Ghalwash Mohamed F, Dunker A Keith, Obradović Zoran
Center for Data Analytics and Biomedical Informatics, Computer and Information Sciences Department, College of Science and Technology, Temple University, Philadelphia, PA 19122, USA.
Mol Biosyst. 2012 Jan;8(1):381-91. doi: 10.1039/c1mb05373f. Epub 2011 Nov 21.
A grand challenge in the proteomics and structural genomics era is the prediction of protein structure, including identification of those proteins that are partially or wholly unstructured. A number of predictors for identification of intrinsically disordered proteins (IDPs) have been developed over the last decade, but none can be taken as a fully reliable on its own. Using a single model for prediction is typically inadequate because prediction based on only the most accurate model ignores model uncertainty. In this paper, we present an empirical method to specify and measure uncertainty associated with disorder predictions. In particular, we analyze the uncertainty in the reference model itself and the uncertainty in data. This is achieved by training a set of models and developing several meta predictors on top of them. The best meta predictor achieved comparable or better results than any other single model, suggesting that incorporating different aspects of protein disorder prediction is important for the disorder prediction task. In addition, the best meta-predictor had more balanced sensitivity and specificity than any individual model. We also assessed the effects of changes in disorder prediction as a function of changes in the protein sequence. For collections of homologous sequences, we found that mutations caused many of the predicted disordered residues to be flipped to be predicted as ordered residues, while the reverse was observed much less frequently. These results suggest that disorder tendencies are more sensitive to allowed mutations than structure tendencies and the conservation of disorder is indeed less stable than conservation of structure.

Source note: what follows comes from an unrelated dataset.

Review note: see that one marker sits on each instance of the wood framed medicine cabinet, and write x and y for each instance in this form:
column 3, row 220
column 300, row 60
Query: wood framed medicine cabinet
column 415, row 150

five meta-predictors and four single models developed for this study will be publicly freely accessible for non-commercial use.
蛋白质组学和结构基因组学时代的一个重大挑战是蛋白质结构预测,包括识别部分或完全无结构的蛋白质。在过去十年中,已经开发了许多用于识别内在无序蛋白质(IDP)的预测器,但没有一个可以单独被视为完全可靠。使用单一模型进行预测通常是不够的,因为仅基于最准确模型的预测忽略了模型的不确定性。在本文中,我们提出了一种实证方法来指定和测量与无序预测相关的不确定性。特别是,我们分析了参考模型本身的不确定性和数据中的不确定性。这是通过训练一组模型并在它们之上开发几个元预测器来实现的。最佳元预测器取得了与任何其他单一模型相当或更好的结果,这表明纳入蛋白质无序预测的不同方面对于无序预测任务很重要。此外,最佳元预测器的敏感性和特异性比任何单个模型都更平衡。我们还评估了无序预测变化作为蛋白质序列变化函数的影响。对于同源序列集合,我们发现突变导致许多预测的无序残基被翻转预测为有序残基,而相反的情况则很少观察到。这些结果表明,无序倾向比结构倾向对允许的突变更敏感,并且无序的保守性确实比结构的保守性更不稳定。
为该研究开发的五个元预测器和四个单一模型将可供非商业用途免费公开访问。